The US Pentagon's latest assessment of the expanding military might of China, which has now overtaken Japan to become the world's second-largest economy, holds that Beijing is "concerned" with the "strategic ramifications of India's rising economic, political and military power". Consequently, "to improve regional deterrence", the 2.25-million strong People's Liberation Army has moved "more advanced and survivable" solid-fuelled CCS-5 nuclear-capable ballistic missiles closer to the borders with India.
" China may also be developing contingency plans to move airborne troops into the region," says the Pentagon report on 'military and security developments involving the People's Republic of China'.
Though there is nothing new in all this to startle the Indian defence establishment, it does reinforce the point that China continues to upgrade its already massive build-up of military infrastructure all along the unresolved 4,057-km Line of Actual Control.
Satellite pictures, for instance, have long disclosed that a large area in central China, near Delingha and Da Qaidam in Qinghai province, has close to 60 launch pads for nuclear-capable ballistic missiles, which can easily target north India.

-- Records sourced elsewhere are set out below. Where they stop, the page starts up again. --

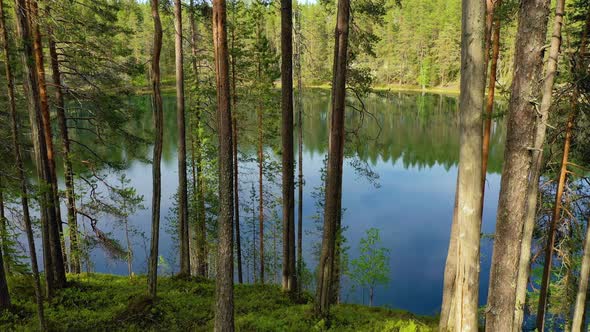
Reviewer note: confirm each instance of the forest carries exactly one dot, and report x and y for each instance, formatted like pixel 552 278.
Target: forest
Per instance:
pixel 266 165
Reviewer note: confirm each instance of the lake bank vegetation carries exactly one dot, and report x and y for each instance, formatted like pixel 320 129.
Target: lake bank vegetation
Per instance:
pixel 74 66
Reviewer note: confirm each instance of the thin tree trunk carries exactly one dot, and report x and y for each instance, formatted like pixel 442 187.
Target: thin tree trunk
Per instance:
pixel 495 41
pixel 157 155
pixel 200 190
pixel 299 46
pixel 468 223
pixel 19 161
pixel 261 192
pixel 65 140
pixel 555 218
pixel 450 274
pixel 289 271
pixel 4 294
pixel 235 155
pixel 55 226
pixel 180 120
pixel 528 68
pixel 580 306
pixel 4 229
pixel 224 313
pixel 537 163
pixel 32 96
pixel 335 161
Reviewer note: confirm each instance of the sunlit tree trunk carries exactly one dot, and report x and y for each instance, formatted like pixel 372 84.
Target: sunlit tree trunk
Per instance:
pixel 32 97
pixel 180 121
pixel 335 161
pixel 555 218
pixel 537 164
pixel 224 307
pixel 463 315
pixel 289 271
pixel 583 285
pixel 495 42
pixel 261 191
pixel 22 178
pixel 157 154
pixel 201 235
pixel 55 226
pixel 299 47
pixel 75 264
pixel 528 68
pixel 235 155
pixel 4 294
pixel 450 274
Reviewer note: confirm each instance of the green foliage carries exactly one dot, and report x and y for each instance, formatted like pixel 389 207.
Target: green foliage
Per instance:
pixel 120 304
pixel 371 268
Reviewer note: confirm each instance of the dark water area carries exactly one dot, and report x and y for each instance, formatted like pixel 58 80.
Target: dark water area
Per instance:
pixel 411 142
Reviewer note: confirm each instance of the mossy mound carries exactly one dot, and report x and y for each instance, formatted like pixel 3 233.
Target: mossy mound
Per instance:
pixel 101 302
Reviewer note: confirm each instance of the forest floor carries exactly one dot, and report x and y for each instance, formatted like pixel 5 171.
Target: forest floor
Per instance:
pixel 106 302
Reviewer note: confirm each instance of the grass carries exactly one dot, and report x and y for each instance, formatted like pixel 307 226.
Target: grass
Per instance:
pixel 116 303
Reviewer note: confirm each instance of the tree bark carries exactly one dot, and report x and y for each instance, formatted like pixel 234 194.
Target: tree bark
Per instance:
pixel 465 302
pixel 537 164
pixel 299 46
pixel 261 191
pixel 55 225
pixel 528 67
pixel 224 315
pixel 235 155
pixel 32 96
pixel 19 160
pixel 450 274
pixel 335 161
pixel 555 218
pixel 289 271
pixel 583 285
pixel 4 294
pixel 75 264
pixel 495 42
pixel 180 121
pixel 200 190
pixel 157 154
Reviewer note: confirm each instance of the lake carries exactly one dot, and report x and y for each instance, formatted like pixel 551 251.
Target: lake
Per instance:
pixel 411 142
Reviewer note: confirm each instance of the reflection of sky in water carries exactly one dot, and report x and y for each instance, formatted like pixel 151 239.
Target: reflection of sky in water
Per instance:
pixel 412 209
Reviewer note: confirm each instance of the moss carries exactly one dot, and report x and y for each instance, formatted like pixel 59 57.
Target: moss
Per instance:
pixel 106 302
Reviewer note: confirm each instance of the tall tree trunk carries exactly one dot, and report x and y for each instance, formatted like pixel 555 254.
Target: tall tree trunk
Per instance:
pixel 157 155
pixel 4 229
pixel 495 42
pixel 22 179
pixel 537 163
pixel 55 226
pixel 75 264
pixel 4 294
pixel 182 186
pixel 583 285
pixel 200 190
pixel 224 313
pixel 555 218
pixel 32 96
pixel 289 271
pixel 261 191
pixel 528 68
pixel 335 161
pixel 235 155
pixel 299 47
pixel 468 212
pixel 450 274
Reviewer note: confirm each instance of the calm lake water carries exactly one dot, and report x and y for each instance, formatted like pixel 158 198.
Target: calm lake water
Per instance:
pixel 412 143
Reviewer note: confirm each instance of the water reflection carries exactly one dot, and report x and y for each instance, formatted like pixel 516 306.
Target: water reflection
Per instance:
pixel 412 142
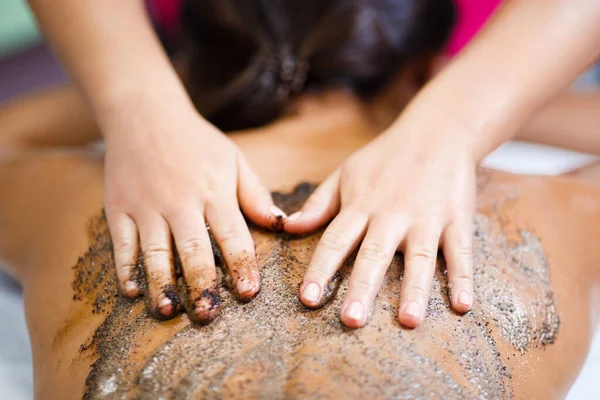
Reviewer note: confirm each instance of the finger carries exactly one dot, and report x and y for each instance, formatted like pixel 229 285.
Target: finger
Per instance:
pixel 197 264
pixel 255 200
pixel 420 260
pixel 233 237
pixel 126 250
pixel 458 251
pixel 374 257
pixel 339 240
pixel 320 207
pixel 157 254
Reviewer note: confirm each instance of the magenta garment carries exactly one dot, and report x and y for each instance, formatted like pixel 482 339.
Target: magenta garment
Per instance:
pixel 472 15
pixel 166 15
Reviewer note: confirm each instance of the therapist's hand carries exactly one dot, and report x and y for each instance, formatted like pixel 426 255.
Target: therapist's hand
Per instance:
pixel 410 189
pixel 173 173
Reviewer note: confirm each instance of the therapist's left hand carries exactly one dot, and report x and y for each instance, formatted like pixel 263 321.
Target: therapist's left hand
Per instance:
pixel 410 189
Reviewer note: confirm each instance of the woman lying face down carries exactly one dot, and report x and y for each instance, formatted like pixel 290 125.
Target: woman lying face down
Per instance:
pixel 526 337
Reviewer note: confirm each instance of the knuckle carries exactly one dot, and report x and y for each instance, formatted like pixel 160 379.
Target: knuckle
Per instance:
pixel 465 255
pixel 416 290
pixel 156 250
pixel 373 251
pixel 423 255
pixel 193 246
pixel 362 287
pixel 233 231
pixel 464 278
pixel 317 272
pixel 334 240
pixel 124 246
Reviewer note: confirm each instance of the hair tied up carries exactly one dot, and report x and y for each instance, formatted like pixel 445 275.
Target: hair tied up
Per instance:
pixel 292 73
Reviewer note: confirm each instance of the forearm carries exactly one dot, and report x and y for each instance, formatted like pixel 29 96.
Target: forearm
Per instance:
pixel 571 121
pixel 111 51
pixel 532 50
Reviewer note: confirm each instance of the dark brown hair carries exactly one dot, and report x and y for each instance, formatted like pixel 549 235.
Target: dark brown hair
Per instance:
pixel 250 57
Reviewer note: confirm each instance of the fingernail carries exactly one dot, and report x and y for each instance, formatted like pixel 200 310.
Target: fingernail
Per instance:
pixel 244 286
pixel 276 211
pixel 131 288
pixel 413 309
pixel 355 311
pixel 165 305
pixel 311 293
pixel 295 216
pixel 464 299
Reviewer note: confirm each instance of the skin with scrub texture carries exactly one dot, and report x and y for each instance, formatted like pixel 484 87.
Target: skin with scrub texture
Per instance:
pixel 536 281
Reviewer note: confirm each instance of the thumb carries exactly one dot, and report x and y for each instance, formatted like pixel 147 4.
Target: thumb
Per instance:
pixel 319 209
pixel 255 200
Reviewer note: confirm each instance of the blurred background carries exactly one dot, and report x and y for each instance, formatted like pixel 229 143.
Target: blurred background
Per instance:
pixel 27 64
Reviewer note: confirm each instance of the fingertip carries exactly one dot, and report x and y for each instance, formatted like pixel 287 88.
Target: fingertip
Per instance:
pixel 354 315
pixel 131 289
pixel 247 288
pixel 207 307
pixel 310 294
pixel 463 302
pixel 276 218
pixel 303 222
pixel 167 303
pixel 411 315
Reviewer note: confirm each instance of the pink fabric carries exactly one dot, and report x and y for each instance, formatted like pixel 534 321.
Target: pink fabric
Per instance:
pixel 166 14
pixel 472 15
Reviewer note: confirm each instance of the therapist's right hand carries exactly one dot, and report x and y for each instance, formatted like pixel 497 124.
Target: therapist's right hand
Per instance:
pixel 173 173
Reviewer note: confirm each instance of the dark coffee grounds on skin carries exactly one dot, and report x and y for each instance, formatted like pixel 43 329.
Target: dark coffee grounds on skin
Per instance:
pixel 273 347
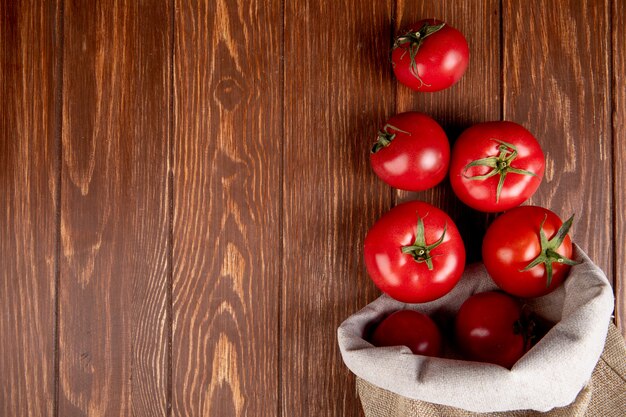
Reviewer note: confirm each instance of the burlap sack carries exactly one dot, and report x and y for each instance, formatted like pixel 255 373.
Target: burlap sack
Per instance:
pixel 604 395
pixel 552 374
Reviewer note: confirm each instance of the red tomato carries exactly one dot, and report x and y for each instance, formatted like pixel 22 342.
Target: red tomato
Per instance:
pixel 431 56
pixel 496 166
pixel 489 329
pixel 409 328
pixel 526 251
pixel 412 152
pixel 414 253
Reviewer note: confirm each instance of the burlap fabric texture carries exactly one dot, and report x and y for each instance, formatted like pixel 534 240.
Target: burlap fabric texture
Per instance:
pixel 604 395
pixel 555 373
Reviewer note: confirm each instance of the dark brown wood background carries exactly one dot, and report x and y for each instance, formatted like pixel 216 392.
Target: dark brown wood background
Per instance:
pixel 185 188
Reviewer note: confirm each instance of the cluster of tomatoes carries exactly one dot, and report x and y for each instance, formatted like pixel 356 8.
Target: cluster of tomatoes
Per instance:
pixel 415 253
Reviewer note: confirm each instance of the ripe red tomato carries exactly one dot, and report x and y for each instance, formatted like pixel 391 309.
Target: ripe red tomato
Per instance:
pixel 412 152
pixel 527 251
pixel 489 329
pixel 496 166
pixel 414 253
pixel 430 56
pixel 409 328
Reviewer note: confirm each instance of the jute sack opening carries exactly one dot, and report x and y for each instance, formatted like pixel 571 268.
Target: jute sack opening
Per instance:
pixel 550 375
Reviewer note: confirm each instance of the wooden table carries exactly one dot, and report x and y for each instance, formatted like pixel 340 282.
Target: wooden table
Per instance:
pixel 185 185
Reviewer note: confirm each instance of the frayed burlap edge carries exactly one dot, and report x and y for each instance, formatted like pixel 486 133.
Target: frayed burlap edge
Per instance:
pixel 605 395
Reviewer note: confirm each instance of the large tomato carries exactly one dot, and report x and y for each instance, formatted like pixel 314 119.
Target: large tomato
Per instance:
pixel 409 328
pixel 496 166
pixel 489 328
pixel 527 251
pixel 414 253
pixel 430 56
pixel 412 152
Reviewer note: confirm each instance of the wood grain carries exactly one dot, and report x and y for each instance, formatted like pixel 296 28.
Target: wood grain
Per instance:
pixel 226 232
pixel 619 158
pixel 338 92
pixel 114 225
pixel 474 99
pixel 28 205
pixel 556 82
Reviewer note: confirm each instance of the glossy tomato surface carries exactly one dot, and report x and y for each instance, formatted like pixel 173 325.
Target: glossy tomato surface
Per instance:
pixel 488 329
pixel 513 241
pixel 409 328
pixel 439 59
pixel 501 149
pixel 410 277
pixel 412 152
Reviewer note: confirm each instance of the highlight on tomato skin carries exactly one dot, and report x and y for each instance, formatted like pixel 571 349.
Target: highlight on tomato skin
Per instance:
pixel 409 328
pixel 496 166
pixel 430 56
pixel 414 253
pixel 527 251
pixel 411 152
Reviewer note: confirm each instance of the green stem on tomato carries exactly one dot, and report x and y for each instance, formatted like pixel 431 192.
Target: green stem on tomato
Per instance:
pixel 420 250
pixel 500 164
pixel 411 43
pixel 548 254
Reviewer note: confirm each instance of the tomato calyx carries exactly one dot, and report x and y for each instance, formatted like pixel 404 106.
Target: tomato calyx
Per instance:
pixel 420 250
pixel 501 165
pixel 411 43
pixel 549 254
pixel 385 137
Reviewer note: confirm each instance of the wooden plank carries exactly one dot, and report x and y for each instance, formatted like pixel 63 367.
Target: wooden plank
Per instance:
pixel 556 82
pixel 226 236
pixel 338 93
pixel 474 99
pixel 619 166
pixel 28 205
pixel 114 227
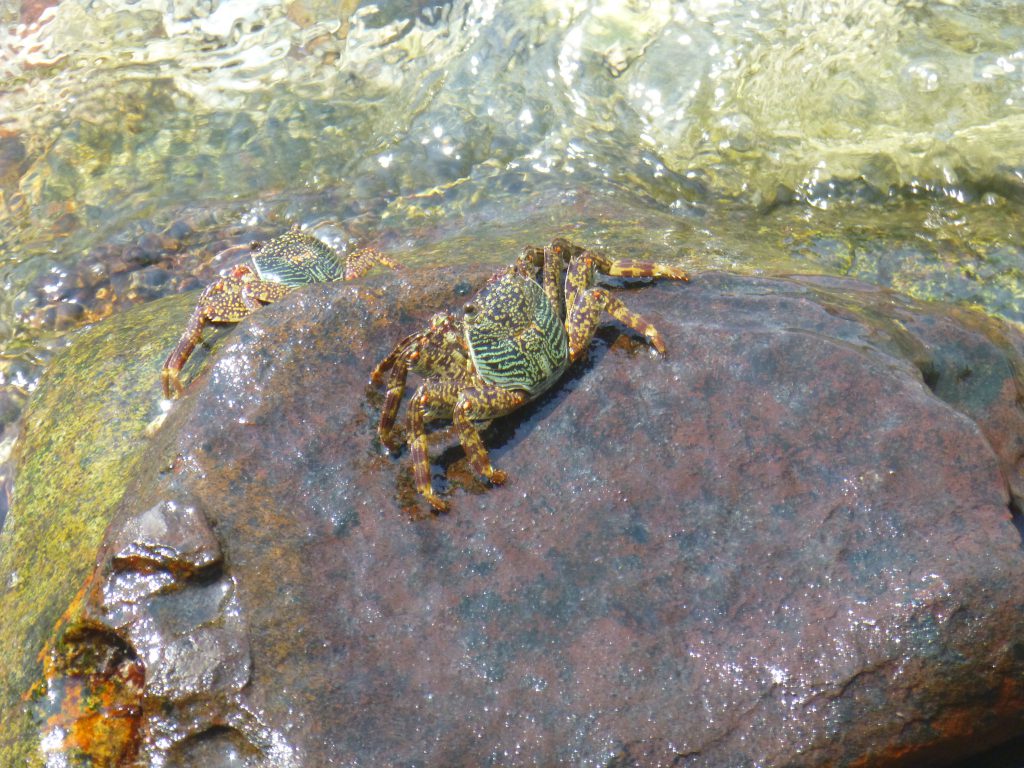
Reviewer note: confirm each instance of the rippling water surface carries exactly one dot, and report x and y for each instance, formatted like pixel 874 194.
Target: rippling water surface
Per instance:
pixel 866 137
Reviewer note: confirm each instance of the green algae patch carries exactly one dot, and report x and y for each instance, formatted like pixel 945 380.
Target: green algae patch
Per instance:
pixel 83 435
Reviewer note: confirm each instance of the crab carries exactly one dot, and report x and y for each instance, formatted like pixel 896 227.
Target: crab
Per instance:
pixel 279 265
pixel 511 343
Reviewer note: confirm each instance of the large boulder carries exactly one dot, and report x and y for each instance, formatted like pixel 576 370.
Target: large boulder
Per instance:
pixel 791 542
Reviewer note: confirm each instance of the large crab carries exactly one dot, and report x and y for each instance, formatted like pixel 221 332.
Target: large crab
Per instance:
pixel 279 265
pixel 512 342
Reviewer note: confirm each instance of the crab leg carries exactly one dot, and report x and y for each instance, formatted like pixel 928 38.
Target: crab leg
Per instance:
pixel 477 404
pixel 228 300
pixel 392 399
pixel 427 397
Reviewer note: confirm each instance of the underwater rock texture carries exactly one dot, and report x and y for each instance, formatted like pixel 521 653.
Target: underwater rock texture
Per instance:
pixel 787 543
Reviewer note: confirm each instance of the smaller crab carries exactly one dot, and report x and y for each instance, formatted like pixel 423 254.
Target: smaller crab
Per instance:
pixel 279 265
pixel 513 341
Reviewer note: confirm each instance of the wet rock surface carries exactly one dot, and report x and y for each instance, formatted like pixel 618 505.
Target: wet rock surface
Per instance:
pixel 788 543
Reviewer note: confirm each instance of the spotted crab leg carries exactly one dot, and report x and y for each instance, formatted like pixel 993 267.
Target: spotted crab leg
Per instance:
pixel 395 367
pixel 427 396
pixel 228 300
pixel 586 302
pixel 483 402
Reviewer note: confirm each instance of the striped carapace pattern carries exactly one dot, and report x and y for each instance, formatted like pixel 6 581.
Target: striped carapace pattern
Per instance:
pixel 515 336
pixel 279 265
pixel 512 342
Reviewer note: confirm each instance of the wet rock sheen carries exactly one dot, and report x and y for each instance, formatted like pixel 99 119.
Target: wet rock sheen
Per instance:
pixel 787 544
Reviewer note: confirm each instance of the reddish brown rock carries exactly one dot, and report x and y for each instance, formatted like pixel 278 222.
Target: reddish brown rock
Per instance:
pixel 787 544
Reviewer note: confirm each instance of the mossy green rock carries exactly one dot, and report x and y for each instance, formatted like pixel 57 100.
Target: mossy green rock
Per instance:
pixel 81 442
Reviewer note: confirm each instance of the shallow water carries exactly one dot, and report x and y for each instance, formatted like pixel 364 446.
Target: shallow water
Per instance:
pixel 864 137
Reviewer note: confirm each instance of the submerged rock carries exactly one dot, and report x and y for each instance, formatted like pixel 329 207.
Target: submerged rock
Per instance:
pixel 788 543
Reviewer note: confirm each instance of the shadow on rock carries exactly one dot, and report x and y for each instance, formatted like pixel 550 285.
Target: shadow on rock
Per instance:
pixel 788 543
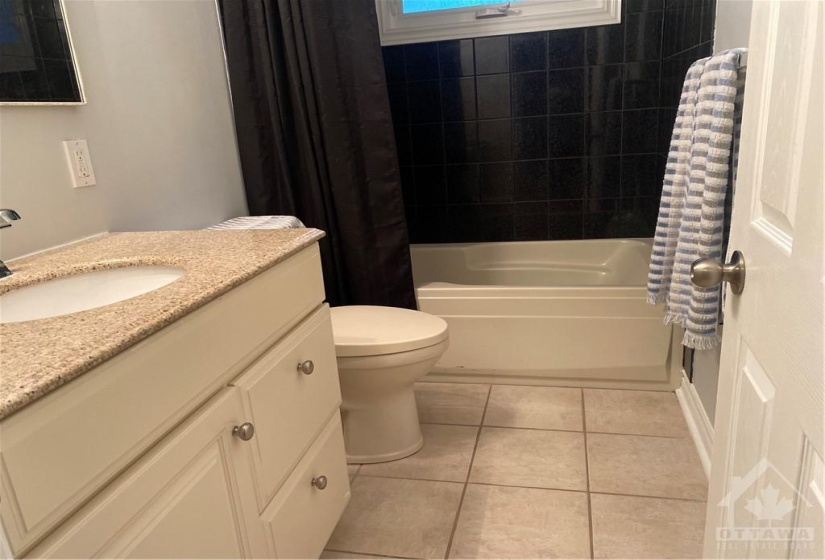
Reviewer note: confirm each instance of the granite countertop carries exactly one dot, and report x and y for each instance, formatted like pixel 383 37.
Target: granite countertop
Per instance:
pixel 38 356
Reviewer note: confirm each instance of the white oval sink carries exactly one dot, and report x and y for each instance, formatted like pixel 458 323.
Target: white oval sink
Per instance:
pixel 80 292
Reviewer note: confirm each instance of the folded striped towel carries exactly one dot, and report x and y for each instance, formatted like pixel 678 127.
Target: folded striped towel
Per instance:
pixel 692 211
pixel 260 222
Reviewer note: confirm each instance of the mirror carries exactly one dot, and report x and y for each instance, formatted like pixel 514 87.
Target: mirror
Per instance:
pixel 36 62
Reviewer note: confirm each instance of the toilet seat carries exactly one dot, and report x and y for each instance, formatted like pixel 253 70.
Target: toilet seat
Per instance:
pixel 367 330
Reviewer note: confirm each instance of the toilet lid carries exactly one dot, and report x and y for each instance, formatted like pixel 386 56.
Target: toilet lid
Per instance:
pixel 366 330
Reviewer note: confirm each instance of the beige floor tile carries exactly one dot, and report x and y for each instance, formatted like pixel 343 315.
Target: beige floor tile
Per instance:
pixel 335 555
pixel 501 522
pixel 451 403
pixel 547 408
pixel 446 455
pixel 535 458
pixel 651 413
pixel 397 517
pixel 629 527
pixel 645 466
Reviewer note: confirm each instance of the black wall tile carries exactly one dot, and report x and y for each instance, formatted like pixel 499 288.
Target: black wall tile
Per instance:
pixel 565 92
pixel 458 99
pixel 603 176
pixel 427 144
pixel 421 61
pixel 493 96
pixel 567 178
pixel 462 184
pixel 565 48
pixel 528 51
pixel 530 138
pixel 394 64
pixel 604 44
pixel 637 131
pixel 643 39
pixel 550 135
pixel 531 180
pixel 495 140
pixel 461 142
pixel 424 101
pixel 604 88
pixel 496 182
pixel 530 221
pixel 430 185
pixel 529 94
pixel 398 102
pixel 456 58
pixel 565 136
pixel 603 133
pixel 641 81
pixel 641 175
pixel 492 55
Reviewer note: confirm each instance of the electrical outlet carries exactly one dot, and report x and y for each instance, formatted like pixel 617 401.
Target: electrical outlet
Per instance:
pixel 80 163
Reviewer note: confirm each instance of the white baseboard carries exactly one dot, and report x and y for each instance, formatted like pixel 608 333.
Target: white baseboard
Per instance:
pixel 697 420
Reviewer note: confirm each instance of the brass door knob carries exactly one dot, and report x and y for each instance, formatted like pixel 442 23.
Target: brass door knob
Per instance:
pixel 708 273
pixel 244 432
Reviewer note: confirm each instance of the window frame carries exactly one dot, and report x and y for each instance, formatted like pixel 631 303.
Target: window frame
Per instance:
pixel 397 28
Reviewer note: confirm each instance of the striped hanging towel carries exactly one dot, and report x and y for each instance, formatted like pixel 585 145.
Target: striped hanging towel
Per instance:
pixel 692 211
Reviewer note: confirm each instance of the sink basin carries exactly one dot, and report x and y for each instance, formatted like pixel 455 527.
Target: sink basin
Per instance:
pixel 80 292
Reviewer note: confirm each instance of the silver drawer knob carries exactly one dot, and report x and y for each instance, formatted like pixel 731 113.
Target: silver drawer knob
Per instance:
pixel 244 432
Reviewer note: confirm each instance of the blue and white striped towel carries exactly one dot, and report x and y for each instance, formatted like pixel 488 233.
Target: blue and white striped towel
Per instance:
pixel 260 222
pixel 692 211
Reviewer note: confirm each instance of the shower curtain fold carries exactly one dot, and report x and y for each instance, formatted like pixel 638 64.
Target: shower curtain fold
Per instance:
pixel 315 137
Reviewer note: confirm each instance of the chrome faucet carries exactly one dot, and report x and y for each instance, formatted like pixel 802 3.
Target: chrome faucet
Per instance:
pixel 6 217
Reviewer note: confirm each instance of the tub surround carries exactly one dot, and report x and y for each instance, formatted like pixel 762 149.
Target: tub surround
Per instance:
pixel 40 356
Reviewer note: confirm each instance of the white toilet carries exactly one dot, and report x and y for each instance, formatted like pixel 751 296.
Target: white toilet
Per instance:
pixel 382 352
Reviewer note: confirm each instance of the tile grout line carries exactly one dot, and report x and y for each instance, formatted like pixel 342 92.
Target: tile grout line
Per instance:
pixel 687 436
pixel 587 479
pixel 467 479
pixel 602 493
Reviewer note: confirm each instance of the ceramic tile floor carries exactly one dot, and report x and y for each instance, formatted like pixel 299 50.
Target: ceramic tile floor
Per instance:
pixel 532 472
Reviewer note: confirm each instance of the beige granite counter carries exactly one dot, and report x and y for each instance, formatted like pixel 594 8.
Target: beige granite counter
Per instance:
pixel 38 356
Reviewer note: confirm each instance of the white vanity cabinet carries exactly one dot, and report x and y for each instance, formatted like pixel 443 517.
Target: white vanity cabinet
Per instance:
pixel 219 436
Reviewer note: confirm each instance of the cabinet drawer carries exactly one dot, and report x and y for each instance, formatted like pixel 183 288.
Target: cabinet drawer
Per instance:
pixel 302 516
pixel 191 497
pixel 287 406
pixel 60 450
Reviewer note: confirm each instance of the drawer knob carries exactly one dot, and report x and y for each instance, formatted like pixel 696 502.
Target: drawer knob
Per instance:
pixel 244 432
pixel 306 367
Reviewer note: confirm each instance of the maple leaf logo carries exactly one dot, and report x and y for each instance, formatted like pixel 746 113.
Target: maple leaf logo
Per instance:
pixel 768 506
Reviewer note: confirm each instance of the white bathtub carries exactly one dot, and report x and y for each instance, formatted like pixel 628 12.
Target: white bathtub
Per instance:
pixel 569 313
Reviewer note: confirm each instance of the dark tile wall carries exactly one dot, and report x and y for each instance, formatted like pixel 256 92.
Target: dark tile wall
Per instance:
pixel 549 135
pixel 687 36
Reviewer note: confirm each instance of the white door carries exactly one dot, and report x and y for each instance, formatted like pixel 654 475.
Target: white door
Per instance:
pixel 766 489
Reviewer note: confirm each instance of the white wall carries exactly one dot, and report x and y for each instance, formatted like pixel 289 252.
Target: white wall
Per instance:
pixel 733 21
pixel 158 122
pixel 733 24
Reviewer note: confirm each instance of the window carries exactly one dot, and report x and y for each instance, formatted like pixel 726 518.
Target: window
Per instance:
pixel 416 21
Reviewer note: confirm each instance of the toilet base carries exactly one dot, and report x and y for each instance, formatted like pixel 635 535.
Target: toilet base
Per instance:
pixel 378 410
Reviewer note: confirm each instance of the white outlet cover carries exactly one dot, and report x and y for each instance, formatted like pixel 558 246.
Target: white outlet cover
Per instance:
pixel 80 163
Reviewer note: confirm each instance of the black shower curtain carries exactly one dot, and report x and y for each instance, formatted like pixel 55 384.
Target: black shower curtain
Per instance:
pixel 316 140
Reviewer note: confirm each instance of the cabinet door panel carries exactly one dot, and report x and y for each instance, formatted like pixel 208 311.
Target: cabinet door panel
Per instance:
pixel 190 497
pixel 288 407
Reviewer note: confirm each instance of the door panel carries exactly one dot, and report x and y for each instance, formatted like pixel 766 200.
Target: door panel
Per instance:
pixel 766 483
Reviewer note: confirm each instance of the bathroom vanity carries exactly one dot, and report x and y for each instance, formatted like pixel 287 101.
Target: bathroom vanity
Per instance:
pixel 198 420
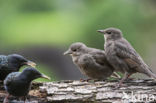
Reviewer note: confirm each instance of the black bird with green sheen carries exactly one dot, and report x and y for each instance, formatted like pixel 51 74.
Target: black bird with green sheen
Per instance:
pixel 12 63
pixel 19 83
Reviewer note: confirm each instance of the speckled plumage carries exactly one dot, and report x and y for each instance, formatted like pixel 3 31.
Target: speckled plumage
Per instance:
pixel 122 56
pixel 91 62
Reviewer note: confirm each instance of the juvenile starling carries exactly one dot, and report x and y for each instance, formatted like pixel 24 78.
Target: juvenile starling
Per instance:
pixel 19 83
pixel 12 63
pixel 91 62
pixel 122 56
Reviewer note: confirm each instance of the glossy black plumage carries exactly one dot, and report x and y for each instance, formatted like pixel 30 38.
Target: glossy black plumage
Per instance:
pixel 18 83
pixel 12 63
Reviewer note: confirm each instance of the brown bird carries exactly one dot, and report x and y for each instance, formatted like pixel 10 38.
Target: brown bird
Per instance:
pixel 122 56
pixel 91 62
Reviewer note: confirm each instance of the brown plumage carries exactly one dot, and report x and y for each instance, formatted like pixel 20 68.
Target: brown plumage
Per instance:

Moreover, the new Chinese road-mobile DF-31A missiles, which can hit targets 11,200 km away, and the JL-2 submarine-launched ballistic missiles, which have a reach beyond 7,200 km, are weapons which even has the US worried.
China, of course, continues to needle India with frequent troop incursions across the LAC, from Trig Heights and Pangong Tso lake in Eastern Ladakh to the "finger area" in Sikkim and Asaphila sector in Arunachal Pradesh.
The Pentagon report, in fact, says, "Despite increased political and economic relations over the years between China and India, tensions remain along their shared 4,057-km border, most notably over Arunachal Pradesh, which China asserts is part of Tibet and therefore of China, and over the Askai Chin region."